From a Movie to a Hangover – A Wikipedia adventure

At the tender age of 8, a friend of mine that shall remain anonymous invented the portable encyclopedia.

Several years before the personal computer era and two decades before the world wide web era, my school friend discovered that with the aid of a pair of scissors every homework would be a cinch: he’d simply cut out the references from his dad’s leather-bound encyclopedia – text, charts, images and all – and glued them on his homework book.

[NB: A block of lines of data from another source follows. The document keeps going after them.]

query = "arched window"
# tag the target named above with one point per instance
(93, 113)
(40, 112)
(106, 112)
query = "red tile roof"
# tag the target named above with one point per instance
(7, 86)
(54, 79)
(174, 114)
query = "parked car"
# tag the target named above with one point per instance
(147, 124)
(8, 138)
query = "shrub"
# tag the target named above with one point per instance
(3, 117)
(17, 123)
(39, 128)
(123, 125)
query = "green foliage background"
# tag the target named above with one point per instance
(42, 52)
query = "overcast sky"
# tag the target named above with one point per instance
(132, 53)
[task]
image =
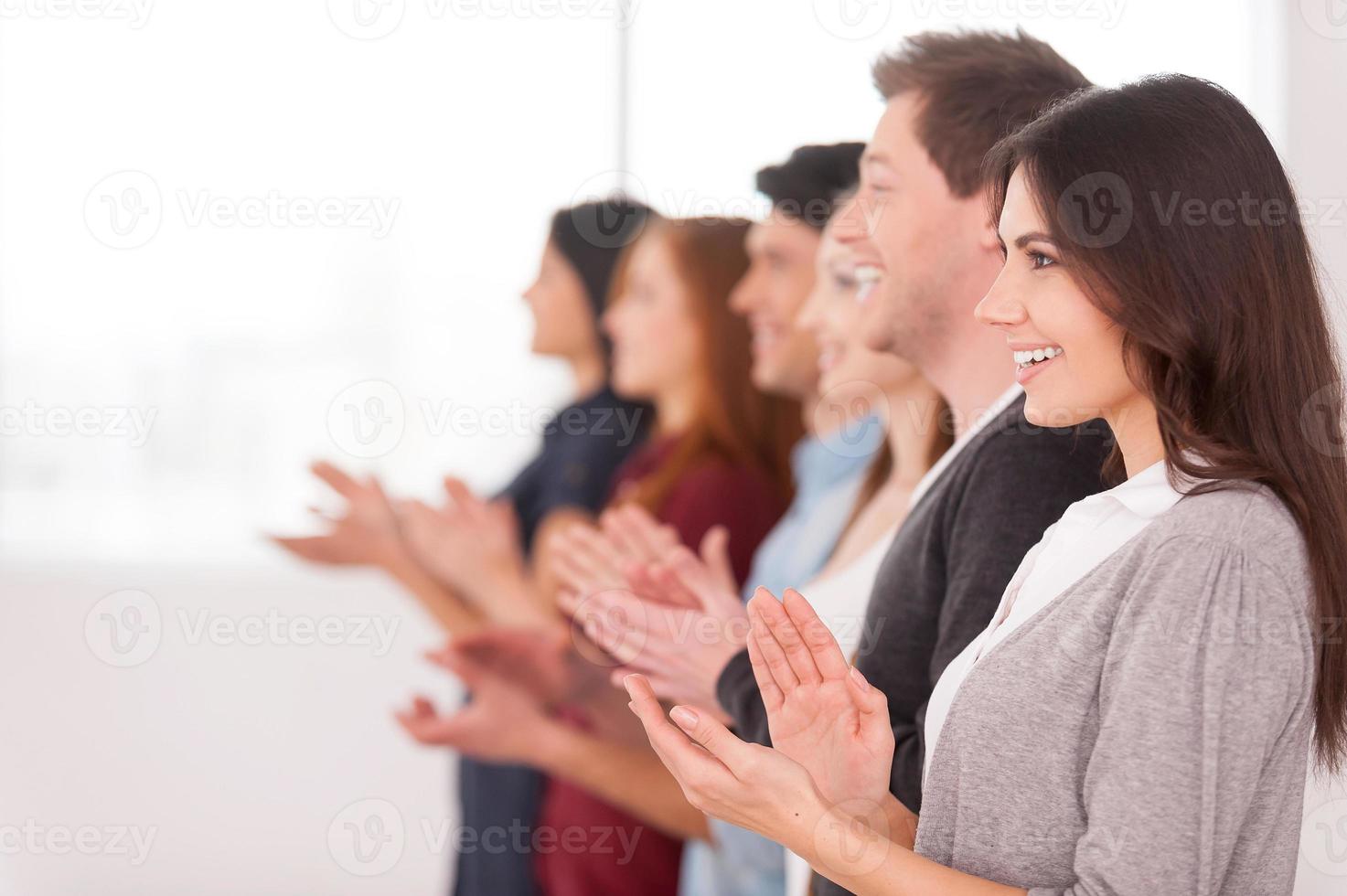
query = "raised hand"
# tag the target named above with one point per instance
(820, 711)
(539, 660)
(677, 622)
(745, 784)
(364, 534)
(503, 722)
(469, 545)
(594, 558)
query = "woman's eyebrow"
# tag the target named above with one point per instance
(1032, 236)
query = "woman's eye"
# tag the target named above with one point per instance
(1040, 261)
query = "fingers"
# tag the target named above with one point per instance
(470, 673)
(714, 737)
(768, 688)
(815, 635)
(649, 537)
(871, 702)
(661, 585)
(424, 724)
(769, 653)
(698, 578)
(316, 549)
(715, 555)
(679, 755)
(782, 629)
(458, 494)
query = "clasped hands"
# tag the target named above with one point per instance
(822, 790)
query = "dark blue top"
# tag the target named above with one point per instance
(583, 448)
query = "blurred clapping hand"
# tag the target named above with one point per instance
(655, 605)
(365, 534)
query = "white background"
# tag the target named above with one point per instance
(475, 120)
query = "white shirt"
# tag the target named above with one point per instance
(925, 484)
(840, 600)
(1087, 534)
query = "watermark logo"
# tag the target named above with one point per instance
(600, 213)
(124, 628)
(34, 838)
(851, 418)
(367, 19)
(124, 209)
(1096, 209)
(134, 13)
(1319, 422)
(853, 19)
(853, 837)
(33, 420)
(367, 837)
(1323, 838)
(367, 420)
(612, 619)
(1106, 13)
(1326, 17)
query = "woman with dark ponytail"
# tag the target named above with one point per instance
(1139, 714)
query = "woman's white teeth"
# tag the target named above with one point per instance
(1033, 356)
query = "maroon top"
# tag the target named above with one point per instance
(715, 492)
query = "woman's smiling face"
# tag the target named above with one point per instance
(1067, 352)
(843, 282)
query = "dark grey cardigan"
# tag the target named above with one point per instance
(1148, 731)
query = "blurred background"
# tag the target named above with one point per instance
(240, 236)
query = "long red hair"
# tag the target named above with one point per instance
(734, 423)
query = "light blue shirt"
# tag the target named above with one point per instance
(829, 475)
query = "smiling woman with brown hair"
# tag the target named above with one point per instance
(1139, 714)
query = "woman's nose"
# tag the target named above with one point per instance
(1001, 306)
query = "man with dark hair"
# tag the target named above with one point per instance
(920, 209)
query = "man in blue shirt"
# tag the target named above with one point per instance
(829, 465)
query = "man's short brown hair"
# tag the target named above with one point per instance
(974, 88)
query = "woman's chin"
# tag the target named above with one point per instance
(1040, 411)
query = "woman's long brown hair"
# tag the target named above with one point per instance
(735, 422)
(1175, 215)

He never failed to get an “A” for his work. Not sure if his dad ever found out about the missing pages of his precious encyclopedia. Hopefully my school friend is still alive 🙂

Wikipedia is a useful tool not only due to the sheer amount of encyclopedic content it offers for free, but also because of the active references of hypertext linking. One can start searching for something and end up somewhere else within minutes.

While this might be bad when doing research, it definitely doesn’t hurt as a form of “surfing” entertainment.

So tonight, I ended up having a “hangover” after a watching a movie. Here’s what happened, in reverse order:

Oddly, the word “hangover” initially meant “unfinished business”:
http://en.wikipedia.org/wiki/Hangover

I jumped to that entry after reading about the Katzenjammer Kids cartoon:
http://en.wikipedia.org/wiki/Katzenjammer_Kids

…and the reference to “hangover” and the “katzenjammer kids” was also linked to from Charlie Chaplin’s movie “The Great Dictator”:
http://en.wikipedia.org/wiki/The_Great_Dictator

Which I visited after reading about Jack Oakie, American actor who played Benzino Napaloni (parody of Benito Mussolini) in “The Great Dictator”:
http://en.wikipedia.org/wiki/Jack_Oakie

I ended up at Benito Mussolini’s biography:
http://en.wikipedia.org/wiki/Benito_Mussolini

….having gone through the list of people that made the Time magazine’s cover in the 1920’s:
http://en.wikipedia.org/wiki/List_of_People_on_the_Cover_of_Time_Magazine:_1920s

…which I visited after reading about Leo Baekland, inventor of the bakelite plastic, who made Time magazine’s cover:
http://en.wikipedia.org/wiki/Leo_Baekeland

…and ended up there after reading about the wife of Leo Baekland’s grandson, Barbara Daly Baekland:
http://en.wikipedia.org/wiki/Barbara_Daly_Baekeland

It all started after I read about the movie “Savage Grace” that I watched tonight:
http://en.wikipedia.org/wiki/Savage_Grace

By the way, Julianne Moore is stunning.